Beginning Your Professional Life
Your first few years in the engineering profession can be among the most important in your life.
Up until now, you have been receiving an education based upon the experiences and discoveries of others. From now on, you are expected to use your knowledge and ability to produce results. You paid to learn; now you must produce to earn.
Up until graduation, the work that you did was regulated, programmed, and graded. In the future, it will also be regulated, programmed, and graded, but not in the same way. The regulations are a combination of policy, professional ethics, law, and unwritten law. Programming is usually informal, but in every company, tradition or experience governs the initial assignment for an engineer, and establishes what is expected in the way of performance. The grading consists of first impressions, constant appraisal, and your record of accomplishment.
Most engineers are highly motivated, or they would have picked a career which requires less rigorous preparation than a degree in engineering. You probably have some objective which you consider success - some level of responsibility, some salary, some contribution to mankind, country, profession, or employer. Whatever that objective, it is important for you to realize that you are in competition with all of your fellow engineers. Promotions are not likely just because people think that you are a nice person. Selecting people for advancement is like “choosing up sides” for a softball game. The manager making the selection wants to choose the winners.

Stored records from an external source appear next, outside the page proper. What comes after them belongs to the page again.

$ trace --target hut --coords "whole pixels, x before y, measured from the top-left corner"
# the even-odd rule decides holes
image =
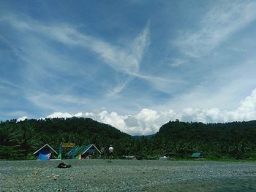
[[[89,158],[91,155],[95,155],[97,154],[101,154],[99,150],[94,145],[90,144],[88,145],[75,146],[71,150],[67,153],[68,157],[80,155],[83,158]]]
[[[201,153],[195,153],[191,155],[191,157],[195,158],[203,158],[204,155]]]
[[[54,155],[58,155],[57,152],[48,144],[45,144],[33,154],[37,155],[38,160],[50,160],[53,158]]]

Progress – even existence – as an engineer requires recognition of an acceptance of responsibilities to your employer, to society, to your profession, and to yourself and your family. Your employer is paying you to do the job and accomplish the results which they have a right to expect from an engineer. You have a responsibility to your employer to do that job as best you can. You have a responsibility to work with the organization, to communicate with the people, to do your full share of the work.
Your responsibilities to society are becoming more widely recognized, as we learn more about the conflict between technological development and the environment. Safety of employees, consumers, and of future generations must be considered, as well as cost and utility, in arriving at recommendations.
You are a representative of the engineering profession. Your conduct and your performance, both on and off the job, reflect on engineers in general and upon your associates in particular. You have an obligation to try to make your profession better than it is – more enlightened, more concerned, more effective, more deserving of the respect of other people.
Above all, you have responsibilities to your family and to yourself. The needs of your family and concern for your own mental and physical health are as deserving of attention as the other responsibilities which demand your time.